Pada Februari 2026, terdapat beberapa jenis bansos yang disalurkan oleh Kemensos. Berikut rinciannya:

      1. Program Keluarga Harapan (PKH) merupakan bantuan bersyarat yang menyasar keluarga miskin dengan komponen ibu hamil, anak usia sekolah, lansia, dan penyandang disabilitas. Besaran bantuan berkisar antara Rp 375.000 hingga Rp 2.700.000 per tahap, tergantung kategori penerima.
      2. Bantuan Pangan Non-Tunai (BPNT) diberikan dalam bentuk uang elektronik sebesar Rp 200.000 per bulan untuk pembelian bahan pangan. Pada tahun 2026, pencairan dilakukan setiap tiga bulan sekaligus sebesar Rp 600.000.
      3. Bansos Beras berupa penyaluran 20 kilogram beras per KPM setiap bulan melalui Bulog dan titik distribusi yang ditentukan.
      4. PBI-JKN (Penerima Bantuan Iuran Jaminan Kesehatan Nasional) merupakan program di mana pemerintah membayarkan iuran BPJS Kesehatan sebesar Rp 42.000 per orang per bulan bagi masyarakat tidak mampu.

Seluruh program tersebut disalurkan melalui bank Himbara (BRI, BNI, Mandiri, BTN) serta kantor PT Pos Indonesia, tergantung pada jenis bantuan dan wilayah penerima.

Baca Juga:  Pencairan JHT BPJS Ketenagakerjaan 2026: Syarat Dokumen Lengkap

Siapa Saja yang Berhak Menerima Bansos Februari 2026?

Penerima bansos Kemensos ditentukan berdasarkan data yang tercatat dalam DTSEN sebagai pengganti DTKS. Secara umum, penerima bansos adalah masyarakat yang masuk dalam kategori miskin dan rentan miskin berdasarkan indikator sosial ekonomi yang ditetapkan pemerintah, seperti pendapatan, kondisi tempat tinggal, akses terhadap layanan dasar, dan kepemilikan aset.

Perubahan penting pada tahun 2026 terkait kriteria desil penerima.

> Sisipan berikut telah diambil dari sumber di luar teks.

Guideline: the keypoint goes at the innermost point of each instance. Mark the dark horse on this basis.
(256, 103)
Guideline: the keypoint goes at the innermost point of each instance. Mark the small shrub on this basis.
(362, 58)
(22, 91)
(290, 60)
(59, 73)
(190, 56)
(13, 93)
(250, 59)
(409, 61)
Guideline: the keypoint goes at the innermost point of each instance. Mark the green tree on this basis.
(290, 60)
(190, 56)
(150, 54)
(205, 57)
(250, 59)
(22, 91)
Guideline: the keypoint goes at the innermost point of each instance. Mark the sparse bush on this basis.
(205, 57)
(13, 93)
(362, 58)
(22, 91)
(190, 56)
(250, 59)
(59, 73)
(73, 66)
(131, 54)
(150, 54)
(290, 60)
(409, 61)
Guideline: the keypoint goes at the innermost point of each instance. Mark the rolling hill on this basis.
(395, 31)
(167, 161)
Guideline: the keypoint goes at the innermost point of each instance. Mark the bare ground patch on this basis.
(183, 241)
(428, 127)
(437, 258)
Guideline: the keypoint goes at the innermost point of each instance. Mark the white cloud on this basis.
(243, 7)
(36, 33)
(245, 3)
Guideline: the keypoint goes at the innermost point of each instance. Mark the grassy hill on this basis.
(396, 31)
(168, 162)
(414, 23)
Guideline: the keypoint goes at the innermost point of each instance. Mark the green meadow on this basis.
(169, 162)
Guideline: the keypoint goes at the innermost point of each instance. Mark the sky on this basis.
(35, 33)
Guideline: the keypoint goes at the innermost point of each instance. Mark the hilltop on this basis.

Untuk program BPNT, penerima kini dibatasi hanya pada desil 1 hingga 4, yang sebelumnya mencakup desil 1 hingga 5. Kemensos telah mengalihkan 696.920 penerima PKH dan 1.735.032 penerima BPNT yang berada di luar desil 1 sampai 4 kepada masyarakat miskin pada desil paling bawah. Kebijakan ini bertujuan agar bantuan lebih tepat sasaran dan benar-benar menjangkau kelompok yang paling membutuhkan.

Kelompok prioritas penerima bansos meliputi keluarga dengan anggota lansia, penyandang disabilitas berat, ibu hamil dan menyusui, anak balita, serta anak usia sekolah dari keluarga tidak mampu. Seluruh data penerima diverifikasi secara berkala dan bisa berubah sesuai kondisi faktual di lapangan.

Cara Cek Bansos Online Lewat Situs Cekbansos.kemensos.go.id

Metode paling mudah dan cepat untuk mengecek status penerima bansos adalah melalui situs resmi Kemensos. Situs ini bisa diakses kapan saja dan dari mana saja selama tersedia koneksi internet. Berikut langkah-langkah lengkapnya:

      1. Buka browser di ponsel atau komputer, lalu kunjungi alamat cekbansos.kemensos.go.id.
      2. Pada halaman utama, pilih wilayah secara berurutan mulai dari Provinsi, kemudian Kabupaten/Kota, lalu Kecamatan, dan terakhir Desa/Kelurahan sesuai domisili.
      3. Masukkan nama lengkap sesuai KTP pada kolom yang disediakan. Pastikan penulisan nama sama persis dengan data di kartu identitas.
      4. Ketikkan kode captcha yang muncul di layar untuk verifikasi keamanan.
      5. Klik tombol “Cari Data” dan tunggu beberapa saat hingga sistem menampilkan hasilnya.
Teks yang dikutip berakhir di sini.